David Silkenat is a Senior Lecturer at the University of Edinburgh. He is the author of three books: Raising the White Flag: How Surrender Defined the American Civil War (2019), Driven from Home: North Carolina's Civil War Refugee Crisis (2015), and Moments of Despair: Suicide, Divorce, and Debt in Civil War Era North Carolina (2011). He is a two-time winner of the North Caroliniana Society Book Prize and serves as the Chair of the Scottish Association for the Study of America and on the editorial boards for the Journal of the Civil War Era and American Nineteenth Century History. Dr. Silkenat was a recipient of the 2018-2019 SCRC Research Travel Grant, and this report is based on his visit to Special Collections.
On August 23, 1812, Robert Stevens wrote to his parents in Rhode Island from New Orleans in the aftermath of a hurricane, "a Scene of horror & devastation." Hours before the storm hit, the city was awoken by alarm bells "with the news of an intended Insurrection of the Negroes. Their plan was to set fire to the town in the four quarters, to rob Banks, plunder the Inhabitants & murder those who should make opposition to their progress." The twin threats of a hurricane and a slave uprising terrified the city's white residents, who spent a restless night on high alert. When the sun rose the next morning, they witnessed scenes of "the night's destruction." Although the damage was widespread, Stevens noted that plantations near the city suffered the worst of it, where the slave quarters were "swept away & every living soul with them."[1]

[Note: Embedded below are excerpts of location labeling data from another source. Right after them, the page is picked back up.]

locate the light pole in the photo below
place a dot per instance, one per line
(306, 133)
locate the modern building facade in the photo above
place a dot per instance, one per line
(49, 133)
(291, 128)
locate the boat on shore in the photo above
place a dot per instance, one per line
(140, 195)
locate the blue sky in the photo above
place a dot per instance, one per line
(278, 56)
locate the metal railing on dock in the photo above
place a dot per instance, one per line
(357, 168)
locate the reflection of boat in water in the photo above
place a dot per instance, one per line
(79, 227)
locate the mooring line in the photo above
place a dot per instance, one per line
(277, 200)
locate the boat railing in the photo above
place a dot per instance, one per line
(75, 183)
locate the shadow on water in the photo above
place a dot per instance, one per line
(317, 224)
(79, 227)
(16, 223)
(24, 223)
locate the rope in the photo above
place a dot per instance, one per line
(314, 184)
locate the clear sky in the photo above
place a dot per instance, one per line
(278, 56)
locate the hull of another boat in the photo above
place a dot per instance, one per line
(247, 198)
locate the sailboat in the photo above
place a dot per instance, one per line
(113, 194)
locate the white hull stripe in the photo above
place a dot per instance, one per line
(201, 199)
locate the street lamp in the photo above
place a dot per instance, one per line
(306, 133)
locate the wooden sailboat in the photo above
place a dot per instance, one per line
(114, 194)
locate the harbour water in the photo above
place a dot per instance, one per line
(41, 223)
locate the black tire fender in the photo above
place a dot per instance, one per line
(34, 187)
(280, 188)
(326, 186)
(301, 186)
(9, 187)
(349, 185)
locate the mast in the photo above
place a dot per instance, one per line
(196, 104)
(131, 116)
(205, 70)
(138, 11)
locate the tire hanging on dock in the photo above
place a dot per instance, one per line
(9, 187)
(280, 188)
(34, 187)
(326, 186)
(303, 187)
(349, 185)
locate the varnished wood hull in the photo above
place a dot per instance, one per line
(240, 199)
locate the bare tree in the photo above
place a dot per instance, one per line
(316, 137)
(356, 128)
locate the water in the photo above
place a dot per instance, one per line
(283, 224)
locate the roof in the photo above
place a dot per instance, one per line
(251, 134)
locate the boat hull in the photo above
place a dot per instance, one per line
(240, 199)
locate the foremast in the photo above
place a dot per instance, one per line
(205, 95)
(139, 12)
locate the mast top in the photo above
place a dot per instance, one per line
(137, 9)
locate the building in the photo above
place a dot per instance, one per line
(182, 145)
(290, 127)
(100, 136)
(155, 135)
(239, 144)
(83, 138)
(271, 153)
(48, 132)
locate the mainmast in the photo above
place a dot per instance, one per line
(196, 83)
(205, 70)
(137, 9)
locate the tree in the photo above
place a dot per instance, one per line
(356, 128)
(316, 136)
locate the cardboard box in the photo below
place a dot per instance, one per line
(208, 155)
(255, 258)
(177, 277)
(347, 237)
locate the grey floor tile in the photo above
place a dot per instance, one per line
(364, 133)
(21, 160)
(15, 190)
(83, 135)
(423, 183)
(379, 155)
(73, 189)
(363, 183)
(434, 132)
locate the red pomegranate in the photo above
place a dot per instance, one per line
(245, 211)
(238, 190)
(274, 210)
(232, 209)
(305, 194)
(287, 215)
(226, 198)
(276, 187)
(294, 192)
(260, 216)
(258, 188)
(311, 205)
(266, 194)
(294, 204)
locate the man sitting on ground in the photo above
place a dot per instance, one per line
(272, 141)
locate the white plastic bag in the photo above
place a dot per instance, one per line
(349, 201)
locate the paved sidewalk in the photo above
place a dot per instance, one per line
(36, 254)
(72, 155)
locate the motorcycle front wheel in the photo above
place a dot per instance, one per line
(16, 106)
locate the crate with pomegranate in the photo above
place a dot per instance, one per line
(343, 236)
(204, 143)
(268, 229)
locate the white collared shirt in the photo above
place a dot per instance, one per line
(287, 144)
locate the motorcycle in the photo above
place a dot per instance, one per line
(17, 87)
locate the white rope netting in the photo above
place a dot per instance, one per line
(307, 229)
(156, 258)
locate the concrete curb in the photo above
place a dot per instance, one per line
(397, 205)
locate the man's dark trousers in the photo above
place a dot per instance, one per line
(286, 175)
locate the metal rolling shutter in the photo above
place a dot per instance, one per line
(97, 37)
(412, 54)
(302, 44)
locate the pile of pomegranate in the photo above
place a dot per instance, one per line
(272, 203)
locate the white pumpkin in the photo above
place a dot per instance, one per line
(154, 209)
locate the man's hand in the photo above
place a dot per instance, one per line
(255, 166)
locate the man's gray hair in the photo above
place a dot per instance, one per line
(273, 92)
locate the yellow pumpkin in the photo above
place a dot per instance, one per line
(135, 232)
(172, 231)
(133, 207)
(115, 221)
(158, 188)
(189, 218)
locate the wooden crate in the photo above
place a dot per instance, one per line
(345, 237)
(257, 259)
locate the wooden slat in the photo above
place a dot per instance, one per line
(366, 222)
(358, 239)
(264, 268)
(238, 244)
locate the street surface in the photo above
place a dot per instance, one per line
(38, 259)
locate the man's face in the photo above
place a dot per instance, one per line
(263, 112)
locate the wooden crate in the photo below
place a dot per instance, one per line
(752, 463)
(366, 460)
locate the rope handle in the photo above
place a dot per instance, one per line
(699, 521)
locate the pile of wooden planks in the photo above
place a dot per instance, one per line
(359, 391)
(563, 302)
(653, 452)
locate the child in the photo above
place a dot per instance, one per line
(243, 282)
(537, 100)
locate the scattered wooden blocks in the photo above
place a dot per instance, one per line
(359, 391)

Stevens' letter demonstrates one of the many ways in which the natural world intersected with slavery in the American South. My research at the Special Collections Research Center sought to shed light on how the environment shaped Southern slavery and how slavery remade the Southern landscape. I read plantation journals that documented endemic flooding and soil erosion in Virginia, an overseer's diary chronicling how enslaved labor clear-cutted a forest to make way for a tobacco plantation, and the correspondence of plantation owners who complained about how enslaved people used the nearby woods and swamps for clandestine meetings. This research contributes to what will eventually become a book that explores the environmental history of American slavery. Organized thematically, the project looks at the interaction between slavery and six aspects of the Southern environment: swamps, forests, rivers, soil, weather, and animals. Taken in isolation, each of these topics reveals a facet of the Southern ecosystem transformed by the institution of slavery; collectively they suggest an ecological collapse with its roots in black bondage. While the Southern environment provided the context for the peculiar institution, enslaved labor remade the landscape. The expanding slave frontier irrevocably transformed the environment. On its leading edge, slavery laid waste to fragile ecosystems, draining swamps, clearing forests to plant crops and fuel steamships, and introducing devastating invasive species. On its trailing edge, slavery left eroded hillsides, rivers clogged with sterile soil, and the extinction of native species. Although the precise mechanisms and effects varied in Virginia's tobacco fields, Louisiana's swamps, and North Carolina's pine forests, slavery exacted the same swift price. While environmental destruction fueled slavery's expansion, no environment could long survive intensive slave labor. The scars manifested themselves in different ways, but the land too fell victim to the lash. In addition to listening to the voices of the enslaved, this study also draws upon the writings of planters and agricultural reformers, who wrestled with how to reconcile the demands of mastery, the market, and mother nature. In seeking to extract labor from their slaves and fertility from the soil, slave owners created a brutal capitalism that laid waste to the Southern landscape and to black bodies.
When William Anderson, a fugitive from bondage, sought to explain why more enslaved people from Mississippi did not flee, he observed that "it is almost impossible for slaves to escape from that part of the South, to the Northern States. There are a great many things to encounter in escaping, vis: large and small rivers, lakes, panthers, bears, snakes, alligators, white and black men, blood hounds, guns, and, above all, the dangers of starvation."[2] Anderson understood that slavery's shackles were not just man-made: enslaved people toiled in an environment that conspired with slave owners to keep African Americans in bondage. At the same time, Anderson and other enslaved people knew the Southern environment in a way their owners never could. By day, they plucked tobacco worms, trod barefoot in the mud as they hoed rice fields, and felt the late summer sun on their backs as they picked cotton. By night, enslaved people clandestinely took to the woods and swamps to trap opossums and turtles, to visit relatives living on adjacent plantations, and at times escape to freedom.